そして、採用内定後に、入社日を繰り下げ(採用延期)して自宅待機をさせるような場合は、会社の都合による「労働義務の免除」ないし「労務の受領拒否」であると考えられます。 
このように、会社の責めに帰すべき事由によって労働義務を履行することができなくなった場合、労働者は、反対給付である賃金を受ける権利を失いません(民法536条2項)。 
よって、あなたは、会社に対して、4月分と5月分の賃金の全額を請求することができるのです。請求できる賃金の金額は、内定時に提示されたそもそもの労働条件に基づく請求ができるでしょう。
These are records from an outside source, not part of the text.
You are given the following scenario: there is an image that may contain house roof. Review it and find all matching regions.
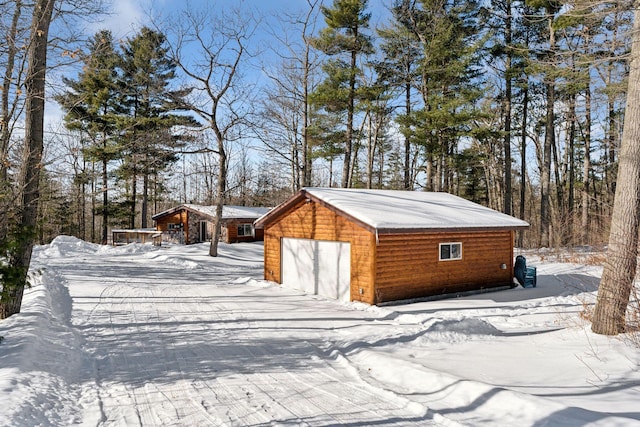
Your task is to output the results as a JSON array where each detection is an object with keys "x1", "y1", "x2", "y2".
[
  {"x1": 151, "y1": 203, "x2": 270, "y2": 220},
  {"x1": 256, "y1": 188, "x2": 529, "y2": 232}
]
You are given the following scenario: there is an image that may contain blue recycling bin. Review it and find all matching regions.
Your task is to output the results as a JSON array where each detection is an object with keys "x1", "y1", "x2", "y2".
[
  {"x1": 513, "y1": 255, "x2": 537, "y2": 288},
  {"x1": 524, "y1": 267, "x2": 538, "y2": 288}
]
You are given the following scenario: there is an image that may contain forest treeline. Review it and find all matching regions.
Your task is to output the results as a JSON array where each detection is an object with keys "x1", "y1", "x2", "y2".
[{"x1": 0, "y1": 0, "x2": 633, "y2": 251}]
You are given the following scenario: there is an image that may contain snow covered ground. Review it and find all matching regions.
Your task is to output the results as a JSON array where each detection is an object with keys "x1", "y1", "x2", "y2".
[{"x1": 0, "y1": 237, "x2": 640, "y2": 426}]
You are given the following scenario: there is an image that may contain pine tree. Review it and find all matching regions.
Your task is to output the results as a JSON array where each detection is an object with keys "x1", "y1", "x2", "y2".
[
  {"x1": 56, "y1": 30, "x2": 125, "y2": 244},
  {"x1": 406, "y1": 0, "x2": 481, "y2": 191},
  {"x1": 591, "y1": 1, "x2": 640, "y2": 335},
  {"x1": 376, "y1": 0, "x2": 422, "y2": 190},
  {"x1": 312, "y1": 0, "x2": 373, "y2": 188},
  {"x1": 119, "y1": 27, "x2": 195, "y2": 228}
]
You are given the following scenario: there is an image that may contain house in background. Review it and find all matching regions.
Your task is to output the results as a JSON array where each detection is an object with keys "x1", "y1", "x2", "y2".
[
  {"x1": 255, "y1": 188, "x2": 529, "y2": 304},
  {"x1": 151, "y1": 204, "x2": 269, "y2": 244}
]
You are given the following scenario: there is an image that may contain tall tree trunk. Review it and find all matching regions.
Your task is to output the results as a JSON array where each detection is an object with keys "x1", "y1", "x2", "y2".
[
  {"x1": 518, "y1": 82, "x2": 529, "y2": 247},
  {"x1": 129, "y1": 160, "x2": 138, "y2": 229},
  {"x1": 100, "y1": 156, "x2": 109, "y2": 245},
  {"x1": 0, "y1": 0, "x2": 22, "y2": 187},
  {"x1": 342, "y1": 45, "x2": 358, "y2": 188},
  {"x1": 503, "y1": 0, "x2": 512, "y2": 215},
  {"x1": 591, "y1": 5, "x2": 640, "y2": 335},
  {"x1": 0, "y1": 0, "x2": 55, "y2": 319},
  {"x1": 580, "y1": 85, "x2": 591, "y2": 245},
  {"x1": 209, "y1": 142, "x2": 227, "y2": 256},
  {"x1": 404, "y1": 83, "x2": 413, "y2": 190},
  {"x1": 540, "y1": 11, "x2": 556, "y2": 247}
]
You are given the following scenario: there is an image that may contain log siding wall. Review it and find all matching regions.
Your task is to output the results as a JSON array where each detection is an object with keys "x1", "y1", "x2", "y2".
[
  {"x1": 264, "y1": 201, "x2": 375, "y2": 304},
  {"x1": 375, "y1": 230, "x2": 513, "y2": 303},
  {"x1": 264, "y1": 200, "x2": 514, "y2": 304}
]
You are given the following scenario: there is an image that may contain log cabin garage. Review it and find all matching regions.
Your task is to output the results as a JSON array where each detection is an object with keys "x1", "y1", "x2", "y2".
[{"x1": 255, "y1": 188, "x2": 529, "y2": 304}]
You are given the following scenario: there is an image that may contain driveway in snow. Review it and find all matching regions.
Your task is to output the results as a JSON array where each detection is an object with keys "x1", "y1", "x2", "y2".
[
  {"x1": 30, "y1": 245, "x2": 432, "y2": 426},
  {"x1": 0, "y1": 236, "x2": 640, "y2": 427}
]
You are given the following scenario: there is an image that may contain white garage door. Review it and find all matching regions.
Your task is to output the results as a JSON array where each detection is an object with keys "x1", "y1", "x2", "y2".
[{"x1": 281, "y1": 238, "x2": 351, "y2": 301}]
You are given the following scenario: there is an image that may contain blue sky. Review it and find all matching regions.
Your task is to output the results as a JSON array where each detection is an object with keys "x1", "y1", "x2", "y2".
[{"x1": 97, "y1": 0, "x2": 392, "y2": 37}]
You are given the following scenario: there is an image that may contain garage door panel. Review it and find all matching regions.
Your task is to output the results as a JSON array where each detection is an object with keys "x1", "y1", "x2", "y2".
[{"x1": 281, "y1": 238, "x2": 351, "y2": 301}]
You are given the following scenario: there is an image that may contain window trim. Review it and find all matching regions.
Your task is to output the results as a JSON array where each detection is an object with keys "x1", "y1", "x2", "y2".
[
  {"x1": 236, "y1": 223, "x2": 254, "y2": 237},
  {"x1": 438, "y1": 242, "x2": 462, "y2": 261}
]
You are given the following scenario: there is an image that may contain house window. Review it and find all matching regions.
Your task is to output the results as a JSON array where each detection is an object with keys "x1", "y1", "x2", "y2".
[
  {"x1": 440, "y1": 242, "x2": 462, "y2": 261},
  {"x1": 238, "y1": 224, "x2": 253, "y2": 237}
]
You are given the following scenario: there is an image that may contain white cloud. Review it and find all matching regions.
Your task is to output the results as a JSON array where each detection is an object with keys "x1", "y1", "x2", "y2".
[{"x1": 91, "y1": 0, "x2": 152, "y2": 40}]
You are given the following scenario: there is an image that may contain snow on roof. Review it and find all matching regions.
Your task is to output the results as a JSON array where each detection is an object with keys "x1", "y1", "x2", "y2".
[
  {"x1": 303, "y1": 188, "x2": 529, "y2": 230},
  {"x1": 152, "y1": 203, "x2": 270, "y2": 220},
  {"x1": 183, "y1": 204, "x2": 269, "y2": 218}
]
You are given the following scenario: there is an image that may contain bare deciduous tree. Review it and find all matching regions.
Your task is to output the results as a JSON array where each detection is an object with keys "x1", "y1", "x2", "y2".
[
  {"x1": 167, "y1": 5, "x2": 256, "y2": 256},
  {"x1": 0, "y1": 0, "x2": 55, "y2": 319},
  {"x1": 591, "y1": 5, "x2": 640, "y2": 335}
]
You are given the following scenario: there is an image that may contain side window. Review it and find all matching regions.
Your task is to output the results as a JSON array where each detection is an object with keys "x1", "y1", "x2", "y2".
[
  {"x1": 440, "y1": 242, "x2": 462, "y2": 261},
  {"x1": 238, "y1": 224, "x2": 253, "y2": 237}
]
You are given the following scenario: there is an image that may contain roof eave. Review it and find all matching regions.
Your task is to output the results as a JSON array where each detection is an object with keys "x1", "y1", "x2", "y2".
[{"x1": 375, "y1": 225, "x2": 529, "y2": 234}]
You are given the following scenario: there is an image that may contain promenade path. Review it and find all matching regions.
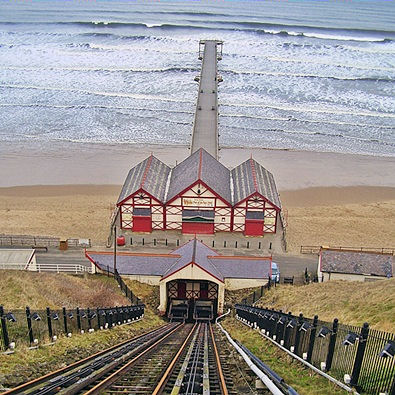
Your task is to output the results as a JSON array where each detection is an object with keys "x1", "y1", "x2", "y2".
[{"x1": 191, "y1": 40, "x2": 222, "y2": 159}]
労働契約を変更するには、基本的に労働者の同意が必要であるとされているので、あなたが変更後の労働条件に同意していない限り、内定時に提示された労働条件に基づく賃金を請求できると考えられるからです。

また、民法以外に、労働基準法でも、会社の都合によって労働者が働けなかった場合の補償に関する定めがあります。
休業補償(休業手当)というもので、休業の理由が会社にある場合は、通常の給料に対して最低60%の金額を支払わなければならないとされています(26条)。
これに違反した場合、罰則として30万円以下の罰金が定めているので(120条)、労働基準法違反を理由に、労働基準監督署に相談するのも良いでしょう。

 以上により、あなたは、会社に対して、民法に基づく賃金全額の支払請求をすることもできますし、あるいは、労働基準法に基づく休業補償を求めることもできます。
もっとも、一人で対応や交渉をするのも不安があると思いますので、まずは会社の労働組合に相談に行き、団体交渉による解決を図ってみてはいかがでしょうか。
それでも会社が応じない場合には、会社に対して内容証明郵便などで賃金の支払いを請求し、さらに支払わないようであれば、裁判を起こすことになるでしょう。